All the big ideas in Art have been explored to death: beauty, sex, death, power, history, fear, haystacks, etc. Today’s artist has to find his or her unique niche like a ball bearing in a Pachinko game finds its niche: by falling through big cracks into little ones…Not a good analogy? This one is better: There’s a trickle of water that doesn’t want to be an anonymous thread in a raging river, so it dives into a sandy embankment until it carves a channel and becomes a small stream. That stream grows and the yearnings of anonymous globs of water sprout divergences from that one too.

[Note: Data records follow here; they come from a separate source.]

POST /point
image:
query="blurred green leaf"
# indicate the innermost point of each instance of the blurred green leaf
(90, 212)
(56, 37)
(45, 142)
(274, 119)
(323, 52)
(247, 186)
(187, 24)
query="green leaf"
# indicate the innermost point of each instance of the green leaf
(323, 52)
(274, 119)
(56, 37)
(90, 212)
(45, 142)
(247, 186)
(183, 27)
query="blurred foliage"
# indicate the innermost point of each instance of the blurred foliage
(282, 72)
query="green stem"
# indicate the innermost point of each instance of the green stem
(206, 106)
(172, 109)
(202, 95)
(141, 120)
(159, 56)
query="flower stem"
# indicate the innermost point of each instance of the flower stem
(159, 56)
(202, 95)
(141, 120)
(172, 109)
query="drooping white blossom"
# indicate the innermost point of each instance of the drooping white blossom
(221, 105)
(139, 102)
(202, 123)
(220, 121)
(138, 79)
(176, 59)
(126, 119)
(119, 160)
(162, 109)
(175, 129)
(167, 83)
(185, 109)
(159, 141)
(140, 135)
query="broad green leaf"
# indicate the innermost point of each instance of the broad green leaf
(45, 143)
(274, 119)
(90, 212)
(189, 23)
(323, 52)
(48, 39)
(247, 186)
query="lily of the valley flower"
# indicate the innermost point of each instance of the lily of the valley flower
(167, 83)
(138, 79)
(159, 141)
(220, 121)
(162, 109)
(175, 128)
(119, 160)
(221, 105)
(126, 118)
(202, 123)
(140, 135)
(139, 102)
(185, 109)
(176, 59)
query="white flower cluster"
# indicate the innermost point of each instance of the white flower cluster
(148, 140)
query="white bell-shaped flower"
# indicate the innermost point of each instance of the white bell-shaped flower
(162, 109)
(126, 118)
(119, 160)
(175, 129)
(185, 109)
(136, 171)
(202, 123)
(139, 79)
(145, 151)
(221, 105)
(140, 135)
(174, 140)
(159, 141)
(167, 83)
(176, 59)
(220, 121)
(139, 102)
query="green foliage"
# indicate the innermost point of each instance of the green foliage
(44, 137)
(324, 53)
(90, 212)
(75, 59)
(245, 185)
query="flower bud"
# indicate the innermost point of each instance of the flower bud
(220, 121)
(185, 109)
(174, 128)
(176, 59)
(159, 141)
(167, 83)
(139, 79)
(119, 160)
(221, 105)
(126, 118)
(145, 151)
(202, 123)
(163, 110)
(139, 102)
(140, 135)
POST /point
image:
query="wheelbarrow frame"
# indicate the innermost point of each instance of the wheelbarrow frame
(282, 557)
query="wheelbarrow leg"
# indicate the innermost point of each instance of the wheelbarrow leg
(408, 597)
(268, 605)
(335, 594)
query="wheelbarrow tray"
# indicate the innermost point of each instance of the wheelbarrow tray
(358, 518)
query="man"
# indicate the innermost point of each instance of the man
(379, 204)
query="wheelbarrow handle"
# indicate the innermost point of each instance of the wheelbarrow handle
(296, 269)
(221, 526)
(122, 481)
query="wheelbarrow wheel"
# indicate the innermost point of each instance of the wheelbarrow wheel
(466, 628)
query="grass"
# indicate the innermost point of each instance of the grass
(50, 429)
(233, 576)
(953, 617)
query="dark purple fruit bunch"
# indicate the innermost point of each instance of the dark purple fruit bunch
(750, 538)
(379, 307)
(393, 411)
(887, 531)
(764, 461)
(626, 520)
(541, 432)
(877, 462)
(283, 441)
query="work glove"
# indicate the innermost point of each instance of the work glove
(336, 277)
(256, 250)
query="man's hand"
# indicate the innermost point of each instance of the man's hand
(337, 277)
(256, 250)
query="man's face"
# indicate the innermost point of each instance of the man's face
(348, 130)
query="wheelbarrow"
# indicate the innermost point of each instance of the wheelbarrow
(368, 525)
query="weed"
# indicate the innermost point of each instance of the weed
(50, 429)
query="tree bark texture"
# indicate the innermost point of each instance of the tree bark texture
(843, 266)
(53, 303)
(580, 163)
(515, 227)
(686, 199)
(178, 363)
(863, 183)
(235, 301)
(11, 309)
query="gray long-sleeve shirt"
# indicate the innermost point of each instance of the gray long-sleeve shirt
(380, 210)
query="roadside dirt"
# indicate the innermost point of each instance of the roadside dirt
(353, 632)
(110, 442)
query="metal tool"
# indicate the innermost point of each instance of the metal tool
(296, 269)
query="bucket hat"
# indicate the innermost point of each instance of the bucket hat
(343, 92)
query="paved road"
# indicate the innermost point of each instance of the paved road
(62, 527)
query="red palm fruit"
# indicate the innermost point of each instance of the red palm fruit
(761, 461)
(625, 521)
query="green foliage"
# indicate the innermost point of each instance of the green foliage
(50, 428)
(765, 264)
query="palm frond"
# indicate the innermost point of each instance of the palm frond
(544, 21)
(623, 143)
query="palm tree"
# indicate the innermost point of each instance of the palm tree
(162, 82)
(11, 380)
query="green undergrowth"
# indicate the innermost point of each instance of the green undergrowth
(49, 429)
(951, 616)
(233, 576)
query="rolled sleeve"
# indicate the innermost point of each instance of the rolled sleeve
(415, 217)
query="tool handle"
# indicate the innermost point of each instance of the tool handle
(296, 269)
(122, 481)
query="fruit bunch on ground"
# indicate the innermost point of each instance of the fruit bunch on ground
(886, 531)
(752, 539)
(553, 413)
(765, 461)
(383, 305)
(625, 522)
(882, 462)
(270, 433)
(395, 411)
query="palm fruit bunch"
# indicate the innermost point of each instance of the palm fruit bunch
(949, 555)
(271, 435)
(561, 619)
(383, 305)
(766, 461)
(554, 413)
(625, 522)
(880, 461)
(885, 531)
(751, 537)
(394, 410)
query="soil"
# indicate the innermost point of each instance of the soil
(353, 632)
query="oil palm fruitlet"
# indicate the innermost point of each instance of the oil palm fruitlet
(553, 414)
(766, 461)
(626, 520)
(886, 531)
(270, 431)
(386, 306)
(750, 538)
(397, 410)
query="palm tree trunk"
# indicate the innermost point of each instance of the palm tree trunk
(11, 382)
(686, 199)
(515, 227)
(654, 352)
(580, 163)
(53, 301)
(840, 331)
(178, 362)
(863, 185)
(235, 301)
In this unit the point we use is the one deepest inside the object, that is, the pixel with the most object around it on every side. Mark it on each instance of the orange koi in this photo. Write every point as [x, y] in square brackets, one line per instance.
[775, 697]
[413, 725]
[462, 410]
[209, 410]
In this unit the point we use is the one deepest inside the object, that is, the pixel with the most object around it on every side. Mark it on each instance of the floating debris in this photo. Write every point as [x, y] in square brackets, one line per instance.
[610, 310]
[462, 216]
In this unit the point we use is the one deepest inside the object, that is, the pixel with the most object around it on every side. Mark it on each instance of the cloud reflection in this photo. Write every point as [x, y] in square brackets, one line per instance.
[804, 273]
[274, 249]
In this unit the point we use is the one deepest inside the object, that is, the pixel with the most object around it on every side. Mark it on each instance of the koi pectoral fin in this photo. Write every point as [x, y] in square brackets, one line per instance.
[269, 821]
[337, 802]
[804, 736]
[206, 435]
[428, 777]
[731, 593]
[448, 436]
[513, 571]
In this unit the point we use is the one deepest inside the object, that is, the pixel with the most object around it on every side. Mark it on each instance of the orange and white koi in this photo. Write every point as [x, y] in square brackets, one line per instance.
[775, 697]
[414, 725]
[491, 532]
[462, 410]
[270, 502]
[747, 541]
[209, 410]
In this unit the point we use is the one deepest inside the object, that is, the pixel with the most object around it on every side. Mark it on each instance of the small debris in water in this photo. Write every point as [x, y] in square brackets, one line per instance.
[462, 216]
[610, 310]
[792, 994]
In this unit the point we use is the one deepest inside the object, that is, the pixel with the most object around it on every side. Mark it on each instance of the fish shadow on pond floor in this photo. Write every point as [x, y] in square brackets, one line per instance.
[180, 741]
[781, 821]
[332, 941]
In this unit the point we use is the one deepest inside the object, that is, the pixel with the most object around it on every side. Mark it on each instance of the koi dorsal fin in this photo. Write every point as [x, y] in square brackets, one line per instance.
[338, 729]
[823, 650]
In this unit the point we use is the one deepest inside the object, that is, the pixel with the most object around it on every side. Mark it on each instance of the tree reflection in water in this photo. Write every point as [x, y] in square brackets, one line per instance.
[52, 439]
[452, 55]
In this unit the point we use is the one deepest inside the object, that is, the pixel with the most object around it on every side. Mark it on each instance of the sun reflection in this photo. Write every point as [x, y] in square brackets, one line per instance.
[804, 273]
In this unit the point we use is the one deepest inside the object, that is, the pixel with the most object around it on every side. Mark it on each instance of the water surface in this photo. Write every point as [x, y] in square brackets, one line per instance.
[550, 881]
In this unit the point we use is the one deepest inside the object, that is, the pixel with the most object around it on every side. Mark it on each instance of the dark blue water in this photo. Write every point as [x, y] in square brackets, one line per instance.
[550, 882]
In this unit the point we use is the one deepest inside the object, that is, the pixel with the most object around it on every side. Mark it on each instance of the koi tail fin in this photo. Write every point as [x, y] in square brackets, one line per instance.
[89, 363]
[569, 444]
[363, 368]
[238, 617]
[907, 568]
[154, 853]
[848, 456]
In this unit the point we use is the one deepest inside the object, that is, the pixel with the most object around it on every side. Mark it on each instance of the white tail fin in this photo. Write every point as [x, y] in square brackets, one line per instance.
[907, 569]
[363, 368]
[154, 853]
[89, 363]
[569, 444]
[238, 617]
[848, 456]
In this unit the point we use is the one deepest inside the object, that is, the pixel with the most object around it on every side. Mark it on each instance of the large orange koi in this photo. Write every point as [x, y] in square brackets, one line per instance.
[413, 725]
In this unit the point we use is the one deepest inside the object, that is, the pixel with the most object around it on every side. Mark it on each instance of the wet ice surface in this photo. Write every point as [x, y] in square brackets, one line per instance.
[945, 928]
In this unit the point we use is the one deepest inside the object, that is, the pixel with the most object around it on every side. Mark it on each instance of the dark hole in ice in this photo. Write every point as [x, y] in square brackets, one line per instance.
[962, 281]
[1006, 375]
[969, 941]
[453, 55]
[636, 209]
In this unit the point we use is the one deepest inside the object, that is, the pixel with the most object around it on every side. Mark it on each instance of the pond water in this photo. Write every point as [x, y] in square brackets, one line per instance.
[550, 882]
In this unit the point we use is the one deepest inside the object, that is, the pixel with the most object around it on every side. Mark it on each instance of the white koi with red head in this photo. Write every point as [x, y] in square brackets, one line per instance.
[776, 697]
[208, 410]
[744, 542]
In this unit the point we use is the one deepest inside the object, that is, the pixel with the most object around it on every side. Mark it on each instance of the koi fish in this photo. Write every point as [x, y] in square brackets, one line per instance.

The history of anything can be adequately represented by this branching river analogy (evolution, programming languages, flavors of Ben & Jerry’s Ice Cream), but the added dimension of condescension barely applies until we get to the arts. Our noble (and entirely human) desire, nay!, need to cast off anonymity and “improve” on all that has come before is also an easy target of ridicule.
After taking the long way around (the leisurely elbow of the river rather than the commercial lock) I bring you to today’s featured visual and performance artist, the woman who has made antisocial behavior her life’s work for the sake of art: Lilly McElroy.
She videos and photos herself behaving in ways so desperate, cheap and obvious that your first giggle is followed by a curse. Then you realize, “It’s OK. It is funny. She’s funny. Or maybe she’s just being funny. But it’s still funny.” And that’s about as far as it goes. And how far could the confluence of run-offs from Cindy Sherman and Marcel Marceau “go” anyway?